Why study art history? Interview with Prof. Murdo Macdonald FRSA HRSA


In advance of the David and June Gordon lecture on March 24, we meet this year’s speaker, Professor Murdo Macdonald, FRSA, HRSA, Emeritus Professor of the History of Scottish Art, of Duncan of Jordanstone College of Art and Design, University of Dundee- and find out what makes him tick.

What drew you to study the history of art?

I went to art school, so I came to the history of art through the practice of painting. After art school I studied philosophy and psychology. I’m interested in the history of art (and the history of visual thinking in general) as part of the wider history of ideas. Burns is interesting from that perspective because he is very much a figure of the Scottish Enlightenment, writing about philosophers as well as lovers (“Smith wi’ his sympathetic feeling / An’ Reid to Common Sense appealing”). Similarly as wide-ranging was his close friend and portraitist Alexander Nasmyth who was an architect and engineer as well as an artist.

Why should we be interested in the History of Art?

Everyone is interested in images. History of art is just a way of bringing some order to that interest and refining it down into a set of images that address the large questions of life and death. History of art can help you to understand yourself, and what your place is with respect to your fellow human beings and the natural world.

Have you focused on Robert Burns because of his international appeal?

Burns does have great international appeal, and one of the statues I’ll be talking about has versions in New York, Dundee, London and Dunedin. Goethe was a great admirer, and one of the finest settings of a Burns song was by Beethoven. But I’ve focused on him simply because he is a poet and song-writer of exceptional interest, and that interest is expressed in the fine art tradition of Scotland.

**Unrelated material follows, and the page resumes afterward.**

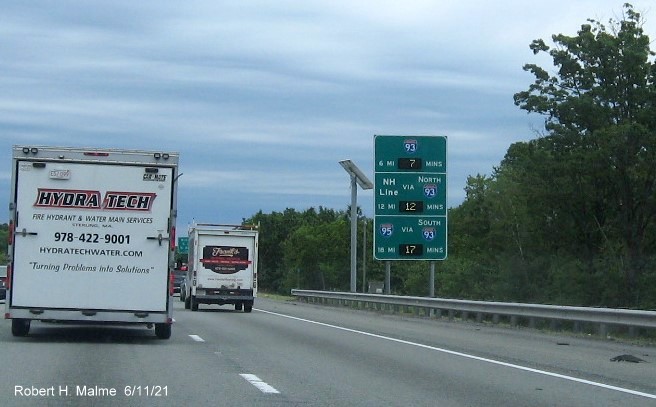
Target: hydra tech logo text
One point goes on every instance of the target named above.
(86, 199)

Are you interested in links between other literary heroes/heroines and Scottish art?

Yes. As well as Burns I am particularly interested in James Macpherson and the extraordinary effect that his Ossian had on European artists including Blake and Turner in England and Girodet and Ingres in France. I am also interested in Macpherson’s representation of Highland women as autonomous strong characters, often both bards and warriors, and how this is taken up by artists. Burns and Macpherson opened the way for the poets, Sir Walter Scott and James Hogg, both of whom have inspired highly interesting artworks.

Does Robert Burns have as much relevance today – are artists still finding inspiration in him and his work?

Burns continues to inspire artists of the highest quality. To name a few from recent times: George Wyllie, Lys Hansen, Calum Colvin, Graham Fagen, and Kenny Hunter. I touch on that in my lecture, but it deserves a lecture in its own right.